True, as it counts cutting sites and then extend these by (default) 100bp to smoothen the signal. Similar behaviour can be achieved with macs by extracting the cutting sites from the BAM (so 5' end of each read), saving them as BED and then use -f BED, forcing macs to indeed count cutting sites, followed by smoothing with shift/extsize. Still, I think the elegant thing with Genrich is the abiity to handle replicates and by this increase confidence in peaks without external tools such as IDR (which can only handle n=2).

1
Entering edit mode
2.8 years ago

I just learnt of Genrich this week - we installed it (which went smoothly), ran it and got results that didn't seem off. So, generally, I would recommend it although you may not want to use it for the super-high impact paper that you are submitting next week because it does not seem to be published yet and reviewers may complain about that.

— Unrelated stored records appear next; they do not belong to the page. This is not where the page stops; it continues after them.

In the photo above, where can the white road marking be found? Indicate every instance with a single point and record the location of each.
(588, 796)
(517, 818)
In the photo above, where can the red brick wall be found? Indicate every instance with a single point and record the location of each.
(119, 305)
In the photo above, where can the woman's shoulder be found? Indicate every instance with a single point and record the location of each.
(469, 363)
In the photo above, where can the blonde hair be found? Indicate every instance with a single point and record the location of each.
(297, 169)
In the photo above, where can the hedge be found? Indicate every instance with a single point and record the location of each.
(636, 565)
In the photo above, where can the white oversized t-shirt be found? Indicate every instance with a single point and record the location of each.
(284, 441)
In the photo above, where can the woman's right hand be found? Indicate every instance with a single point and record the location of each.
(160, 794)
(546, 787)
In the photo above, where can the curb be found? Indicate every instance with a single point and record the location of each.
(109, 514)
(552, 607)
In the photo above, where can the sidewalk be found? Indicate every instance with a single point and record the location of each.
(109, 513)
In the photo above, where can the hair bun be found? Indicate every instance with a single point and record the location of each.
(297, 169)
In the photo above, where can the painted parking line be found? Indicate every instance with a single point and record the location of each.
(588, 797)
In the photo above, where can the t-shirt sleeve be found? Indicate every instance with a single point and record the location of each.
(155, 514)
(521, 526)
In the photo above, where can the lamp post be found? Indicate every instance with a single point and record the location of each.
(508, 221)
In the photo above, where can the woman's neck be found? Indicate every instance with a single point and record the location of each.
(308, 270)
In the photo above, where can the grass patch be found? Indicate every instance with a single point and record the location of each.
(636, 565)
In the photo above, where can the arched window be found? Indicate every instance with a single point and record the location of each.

Is there a specific functionality you're after?

0
Entering edit mode

I should add that the reason we tried it out was that we found these arguments to be convincing and hitting all the complaints we've had about MACS for PE data, especially in the ATAC-seq context.

0
Entering edit mode

Hi Fredrieke,

Thank's for the Genrich. I am not after any specific functionality, in general I have found that MACS2 doesn't work quite well with H3K9me3 or H3K27me3 marks (might be more). I don't know what the issue is and how it can be fixed. On the other hand PeakRanger (CCAT) works quite well with these marks.

0
Entering edit mode

H3K9me3 and K27me3 yield very broad and much more subtle enrichments than, say, K4me3 or ATAC-seq for that matter. It's known that MACS is not the best performer for these broad marks, but the narrow and strong enrichments that ATAC-seq should yield are typically handled well by it.